Faz um ano que estou em um relacionamento confuso, onde meu namorado, não consegue se separar. O fato é que a esposa sofre de depressão, ela já descobriu várias vezes que estamos juntos, colocava ele para fora de casa e depois pedia para voltar porque não sabia viver sem ele. Agora estou grávida dele, ela soube e mais uma vez colocou ele para fora e dessa vez, ele não quis voltar, até que tivemos a ideia dele procurar tratamento psicológico para ela. Bem, a psicóloga disse que ela quase não tem traços de depressão, mas esta com uma tristeza profunda, que pode levar à morte, então recomendou que ele voltasse para casa e assim seria feito o acompanhamento para ela começar a aceitar a separação, dizendo que vai chegar uma hora em que ela mesma vai pedir a separação.

Ele voltou, e assim que voltou, no dia seguinte ela já me mandava mensagens dizendo que eu deixasse ele em paz, que eu não iria maltratar ela quando meu filho nascesse porque ele iria pra casa dela porque é direito do pai passar dia inteiro com filho, eu nunca respondi mensagens dela, ela promete que não vai pegar mais telefone dele, mas pega, vê ligações entre nos dois, e me manda mensagens para deixar eles em paz.
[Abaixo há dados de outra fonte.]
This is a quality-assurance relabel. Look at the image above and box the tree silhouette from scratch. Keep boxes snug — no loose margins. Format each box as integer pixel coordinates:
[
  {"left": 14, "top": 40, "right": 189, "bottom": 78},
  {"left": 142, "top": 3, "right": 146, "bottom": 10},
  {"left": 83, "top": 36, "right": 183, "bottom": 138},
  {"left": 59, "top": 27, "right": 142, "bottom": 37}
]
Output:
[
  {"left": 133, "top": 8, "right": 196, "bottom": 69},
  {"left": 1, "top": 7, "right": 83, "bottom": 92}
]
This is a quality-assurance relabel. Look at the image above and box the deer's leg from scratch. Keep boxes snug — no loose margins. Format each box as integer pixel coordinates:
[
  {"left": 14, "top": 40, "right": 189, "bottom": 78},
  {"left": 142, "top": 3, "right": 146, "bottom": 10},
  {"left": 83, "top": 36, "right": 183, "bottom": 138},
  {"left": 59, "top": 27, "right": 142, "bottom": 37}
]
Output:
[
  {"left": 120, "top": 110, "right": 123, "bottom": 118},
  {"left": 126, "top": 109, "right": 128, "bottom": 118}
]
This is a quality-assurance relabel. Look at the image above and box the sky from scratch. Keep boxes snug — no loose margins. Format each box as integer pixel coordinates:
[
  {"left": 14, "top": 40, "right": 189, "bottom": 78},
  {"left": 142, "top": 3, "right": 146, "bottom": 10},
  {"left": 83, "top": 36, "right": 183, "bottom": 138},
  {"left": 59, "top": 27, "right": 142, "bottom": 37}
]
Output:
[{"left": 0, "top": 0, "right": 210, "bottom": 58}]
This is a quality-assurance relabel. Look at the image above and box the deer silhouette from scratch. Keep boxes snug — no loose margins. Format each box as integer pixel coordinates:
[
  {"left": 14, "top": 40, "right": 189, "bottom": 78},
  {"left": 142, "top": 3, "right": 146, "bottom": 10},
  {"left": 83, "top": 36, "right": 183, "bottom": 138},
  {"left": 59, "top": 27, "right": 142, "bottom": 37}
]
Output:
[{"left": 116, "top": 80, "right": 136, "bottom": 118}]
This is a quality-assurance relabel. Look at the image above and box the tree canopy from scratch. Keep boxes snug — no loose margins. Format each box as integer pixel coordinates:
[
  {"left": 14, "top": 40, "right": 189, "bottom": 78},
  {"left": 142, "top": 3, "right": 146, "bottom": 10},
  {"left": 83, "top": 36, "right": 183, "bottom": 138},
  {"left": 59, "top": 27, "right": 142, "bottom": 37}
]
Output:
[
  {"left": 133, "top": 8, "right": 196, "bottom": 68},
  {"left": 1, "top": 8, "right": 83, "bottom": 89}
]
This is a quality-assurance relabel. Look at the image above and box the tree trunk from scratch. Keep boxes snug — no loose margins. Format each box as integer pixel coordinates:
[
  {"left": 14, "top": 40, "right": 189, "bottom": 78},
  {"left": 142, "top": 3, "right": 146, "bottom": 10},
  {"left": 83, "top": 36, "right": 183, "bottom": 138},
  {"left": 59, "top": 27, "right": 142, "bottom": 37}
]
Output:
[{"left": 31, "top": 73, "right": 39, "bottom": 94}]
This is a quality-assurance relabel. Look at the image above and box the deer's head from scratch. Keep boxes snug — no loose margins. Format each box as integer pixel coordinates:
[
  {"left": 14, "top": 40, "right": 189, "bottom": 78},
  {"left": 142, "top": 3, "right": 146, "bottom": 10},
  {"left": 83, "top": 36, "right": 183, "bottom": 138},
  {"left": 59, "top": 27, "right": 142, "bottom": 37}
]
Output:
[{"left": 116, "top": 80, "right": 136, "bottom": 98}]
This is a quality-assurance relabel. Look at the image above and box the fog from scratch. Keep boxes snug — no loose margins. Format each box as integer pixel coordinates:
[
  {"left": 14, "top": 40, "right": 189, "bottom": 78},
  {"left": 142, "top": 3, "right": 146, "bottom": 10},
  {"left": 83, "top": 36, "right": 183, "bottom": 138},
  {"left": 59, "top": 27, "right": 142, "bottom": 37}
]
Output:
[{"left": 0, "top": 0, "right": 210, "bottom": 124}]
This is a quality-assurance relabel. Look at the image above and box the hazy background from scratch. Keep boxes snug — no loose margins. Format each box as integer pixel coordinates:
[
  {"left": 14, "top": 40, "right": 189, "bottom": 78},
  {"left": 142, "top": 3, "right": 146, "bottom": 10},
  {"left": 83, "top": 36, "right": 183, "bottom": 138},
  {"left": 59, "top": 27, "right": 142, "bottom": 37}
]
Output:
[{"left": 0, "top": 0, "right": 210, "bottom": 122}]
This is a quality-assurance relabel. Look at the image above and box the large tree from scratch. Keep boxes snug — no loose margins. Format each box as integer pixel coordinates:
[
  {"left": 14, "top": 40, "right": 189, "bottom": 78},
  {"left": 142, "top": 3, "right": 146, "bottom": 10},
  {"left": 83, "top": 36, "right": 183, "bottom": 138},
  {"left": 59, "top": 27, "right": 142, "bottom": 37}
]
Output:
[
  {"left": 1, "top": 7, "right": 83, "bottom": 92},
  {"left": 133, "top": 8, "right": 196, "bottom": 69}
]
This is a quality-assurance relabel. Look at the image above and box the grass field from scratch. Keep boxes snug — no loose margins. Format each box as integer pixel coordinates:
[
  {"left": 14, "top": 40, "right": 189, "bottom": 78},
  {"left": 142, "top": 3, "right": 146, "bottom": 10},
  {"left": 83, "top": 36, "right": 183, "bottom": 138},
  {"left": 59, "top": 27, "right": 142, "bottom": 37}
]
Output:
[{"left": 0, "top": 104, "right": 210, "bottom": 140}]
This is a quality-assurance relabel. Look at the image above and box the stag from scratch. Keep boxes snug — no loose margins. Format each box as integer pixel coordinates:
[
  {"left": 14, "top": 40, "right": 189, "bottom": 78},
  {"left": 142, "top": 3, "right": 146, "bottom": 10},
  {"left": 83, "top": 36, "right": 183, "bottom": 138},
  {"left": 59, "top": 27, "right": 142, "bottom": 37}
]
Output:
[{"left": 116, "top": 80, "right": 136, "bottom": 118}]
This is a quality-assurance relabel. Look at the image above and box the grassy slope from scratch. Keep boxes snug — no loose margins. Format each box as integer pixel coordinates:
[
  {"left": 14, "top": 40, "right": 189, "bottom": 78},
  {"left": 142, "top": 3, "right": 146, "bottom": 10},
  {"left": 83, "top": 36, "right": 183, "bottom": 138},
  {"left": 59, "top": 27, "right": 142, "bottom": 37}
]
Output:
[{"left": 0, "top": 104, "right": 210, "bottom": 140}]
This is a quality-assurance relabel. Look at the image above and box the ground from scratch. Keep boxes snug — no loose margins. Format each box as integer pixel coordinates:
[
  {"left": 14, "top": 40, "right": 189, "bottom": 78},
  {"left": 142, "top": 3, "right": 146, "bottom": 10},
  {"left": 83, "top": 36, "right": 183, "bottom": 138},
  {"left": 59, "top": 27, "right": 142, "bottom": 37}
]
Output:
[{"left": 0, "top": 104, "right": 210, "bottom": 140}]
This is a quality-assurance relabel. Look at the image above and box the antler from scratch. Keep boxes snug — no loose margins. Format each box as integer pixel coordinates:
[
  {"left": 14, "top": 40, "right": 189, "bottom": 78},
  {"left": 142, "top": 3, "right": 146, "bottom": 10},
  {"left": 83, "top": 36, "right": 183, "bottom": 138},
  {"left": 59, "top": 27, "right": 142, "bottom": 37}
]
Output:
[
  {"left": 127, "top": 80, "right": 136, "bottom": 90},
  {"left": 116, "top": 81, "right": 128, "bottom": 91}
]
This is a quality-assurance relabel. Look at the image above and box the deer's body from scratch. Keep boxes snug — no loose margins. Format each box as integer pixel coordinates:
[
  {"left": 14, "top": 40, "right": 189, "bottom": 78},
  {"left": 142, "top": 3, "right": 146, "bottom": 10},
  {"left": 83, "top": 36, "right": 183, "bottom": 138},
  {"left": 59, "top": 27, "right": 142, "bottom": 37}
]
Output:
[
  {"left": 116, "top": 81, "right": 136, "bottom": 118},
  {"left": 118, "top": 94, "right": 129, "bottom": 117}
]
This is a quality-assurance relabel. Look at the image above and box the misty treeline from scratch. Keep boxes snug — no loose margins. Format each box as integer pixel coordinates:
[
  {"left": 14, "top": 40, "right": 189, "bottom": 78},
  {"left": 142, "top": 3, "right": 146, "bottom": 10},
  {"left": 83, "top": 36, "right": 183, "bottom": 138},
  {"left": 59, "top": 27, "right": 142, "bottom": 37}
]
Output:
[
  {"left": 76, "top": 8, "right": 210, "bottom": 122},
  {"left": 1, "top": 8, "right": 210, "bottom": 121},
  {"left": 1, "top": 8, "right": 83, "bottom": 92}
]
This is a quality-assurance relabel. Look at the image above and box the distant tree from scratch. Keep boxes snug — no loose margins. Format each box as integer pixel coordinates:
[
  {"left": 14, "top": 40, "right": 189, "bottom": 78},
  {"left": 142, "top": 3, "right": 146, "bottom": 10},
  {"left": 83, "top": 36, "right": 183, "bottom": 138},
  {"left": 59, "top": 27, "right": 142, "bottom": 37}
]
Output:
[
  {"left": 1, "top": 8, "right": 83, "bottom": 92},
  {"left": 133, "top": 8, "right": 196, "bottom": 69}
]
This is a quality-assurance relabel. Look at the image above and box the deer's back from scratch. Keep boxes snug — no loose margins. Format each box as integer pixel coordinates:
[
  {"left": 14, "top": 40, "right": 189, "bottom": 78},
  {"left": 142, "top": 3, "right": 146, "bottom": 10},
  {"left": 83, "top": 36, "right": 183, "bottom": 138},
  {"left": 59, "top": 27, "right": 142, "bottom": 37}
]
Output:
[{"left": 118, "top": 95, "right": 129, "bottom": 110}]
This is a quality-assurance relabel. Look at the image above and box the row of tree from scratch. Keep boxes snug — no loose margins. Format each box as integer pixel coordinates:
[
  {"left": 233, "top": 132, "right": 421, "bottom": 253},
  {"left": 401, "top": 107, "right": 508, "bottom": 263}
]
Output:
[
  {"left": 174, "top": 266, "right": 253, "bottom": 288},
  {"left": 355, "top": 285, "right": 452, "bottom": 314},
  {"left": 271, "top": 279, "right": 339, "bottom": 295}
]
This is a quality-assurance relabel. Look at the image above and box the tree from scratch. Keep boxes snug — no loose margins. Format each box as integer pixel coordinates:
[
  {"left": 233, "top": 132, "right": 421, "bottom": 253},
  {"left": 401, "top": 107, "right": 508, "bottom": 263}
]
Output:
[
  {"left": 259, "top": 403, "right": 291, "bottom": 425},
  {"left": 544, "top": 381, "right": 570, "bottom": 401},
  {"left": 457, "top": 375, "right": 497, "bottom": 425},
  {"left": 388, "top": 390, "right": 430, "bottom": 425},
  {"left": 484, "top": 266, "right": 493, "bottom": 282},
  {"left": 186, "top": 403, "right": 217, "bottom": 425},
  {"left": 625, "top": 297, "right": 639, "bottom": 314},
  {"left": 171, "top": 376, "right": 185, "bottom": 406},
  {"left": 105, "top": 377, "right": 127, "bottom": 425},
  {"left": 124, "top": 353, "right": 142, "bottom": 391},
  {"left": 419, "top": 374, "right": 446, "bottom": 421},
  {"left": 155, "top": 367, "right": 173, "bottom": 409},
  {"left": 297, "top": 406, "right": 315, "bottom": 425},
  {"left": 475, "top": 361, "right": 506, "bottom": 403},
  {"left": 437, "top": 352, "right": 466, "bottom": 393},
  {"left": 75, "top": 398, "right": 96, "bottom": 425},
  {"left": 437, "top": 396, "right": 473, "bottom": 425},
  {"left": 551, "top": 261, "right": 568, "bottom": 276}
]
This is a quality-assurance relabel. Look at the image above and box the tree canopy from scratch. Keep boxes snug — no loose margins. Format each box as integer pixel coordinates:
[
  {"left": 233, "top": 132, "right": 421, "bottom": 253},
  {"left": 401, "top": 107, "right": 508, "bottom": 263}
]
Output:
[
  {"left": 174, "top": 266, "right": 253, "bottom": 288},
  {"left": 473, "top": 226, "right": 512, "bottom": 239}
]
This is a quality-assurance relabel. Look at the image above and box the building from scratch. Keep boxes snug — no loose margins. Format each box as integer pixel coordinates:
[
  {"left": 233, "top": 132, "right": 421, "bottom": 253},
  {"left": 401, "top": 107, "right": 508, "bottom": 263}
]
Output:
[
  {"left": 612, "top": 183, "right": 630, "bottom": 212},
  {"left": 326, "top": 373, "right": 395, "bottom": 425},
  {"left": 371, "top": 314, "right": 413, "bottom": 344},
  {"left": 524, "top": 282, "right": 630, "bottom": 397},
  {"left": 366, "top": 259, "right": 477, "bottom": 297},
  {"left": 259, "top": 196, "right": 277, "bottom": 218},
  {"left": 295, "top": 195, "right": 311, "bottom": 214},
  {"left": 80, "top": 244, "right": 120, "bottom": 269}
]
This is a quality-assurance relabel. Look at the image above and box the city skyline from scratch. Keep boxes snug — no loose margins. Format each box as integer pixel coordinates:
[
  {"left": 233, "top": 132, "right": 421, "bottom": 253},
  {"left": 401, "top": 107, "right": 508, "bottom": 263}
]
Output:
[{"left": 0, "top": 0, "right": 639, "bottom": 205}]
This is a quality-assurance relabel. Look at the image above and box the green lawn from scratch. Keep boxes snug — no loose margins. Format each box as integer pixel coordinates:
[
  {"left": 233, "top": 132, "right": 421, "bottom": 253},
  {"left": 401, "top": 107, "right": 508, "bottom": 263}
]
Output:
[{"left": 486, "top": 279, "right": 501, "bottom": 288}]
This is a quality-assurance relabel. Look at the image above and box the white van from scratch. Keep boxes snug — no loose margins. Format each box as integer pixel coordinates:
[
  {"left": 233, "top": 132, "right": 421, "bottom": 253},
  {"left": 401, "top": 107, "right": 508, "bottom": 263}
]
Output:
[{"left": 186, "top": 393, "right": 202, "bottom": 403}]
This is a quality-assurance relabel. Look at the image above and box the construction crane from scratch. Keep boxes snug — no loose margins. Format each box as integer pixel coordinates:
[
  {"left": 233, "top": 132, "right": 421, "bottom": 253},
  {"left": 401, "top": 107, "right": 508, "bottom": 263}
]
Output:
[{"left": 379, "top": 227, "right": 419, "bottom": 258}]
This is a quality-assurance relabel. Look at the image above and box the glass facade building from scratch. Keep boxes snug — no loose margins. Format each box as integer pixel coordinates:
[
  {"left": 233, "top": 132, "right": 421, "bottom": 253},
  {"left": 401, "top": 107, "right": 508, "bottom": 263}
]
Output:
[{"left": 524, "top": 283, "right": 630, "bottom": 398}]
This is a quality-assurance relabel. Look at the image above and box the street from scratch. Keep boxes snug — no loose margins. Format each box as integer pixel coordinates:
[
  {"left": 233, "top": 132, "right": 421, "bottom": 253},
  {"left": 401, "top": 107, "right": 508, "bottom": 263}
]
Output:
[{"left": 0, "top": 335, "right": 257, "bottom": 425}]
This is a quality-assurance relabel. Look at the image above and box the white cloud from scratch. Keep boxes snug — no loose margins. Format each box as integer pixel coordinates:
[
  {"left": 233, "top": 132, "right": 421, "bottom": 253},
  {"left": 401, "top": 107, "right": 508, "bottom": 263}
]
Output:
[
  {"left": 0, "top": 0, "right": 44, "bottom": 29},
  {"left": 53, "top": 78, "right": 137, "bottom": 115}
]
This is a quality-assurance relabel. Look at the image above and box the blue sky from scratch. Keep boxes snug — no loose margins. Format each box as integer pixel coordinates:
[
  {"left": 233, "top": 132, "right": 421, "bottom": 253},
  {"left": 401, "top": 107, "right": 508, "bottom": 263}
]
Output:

Eles não vivem mais como casados, ele dorme em quarto separado, conversam pouco, e tal.

 

Preciso saber, existe a possibilidade dela aceitar essa separação com o tratamento? O que podemos fazer para agilizar esse processo?

 

Desde já agradeço muito sua atenção.

 

Cara leitora,

Essa é uma situação muito delicada. Não dá para prever o que poderá acontecer. Tudo está em aberto.

Para agilizar o processo, seria ele assumir a separação e sair de casa, mas agora que há um filho à caminho, tudo fica mais difícil.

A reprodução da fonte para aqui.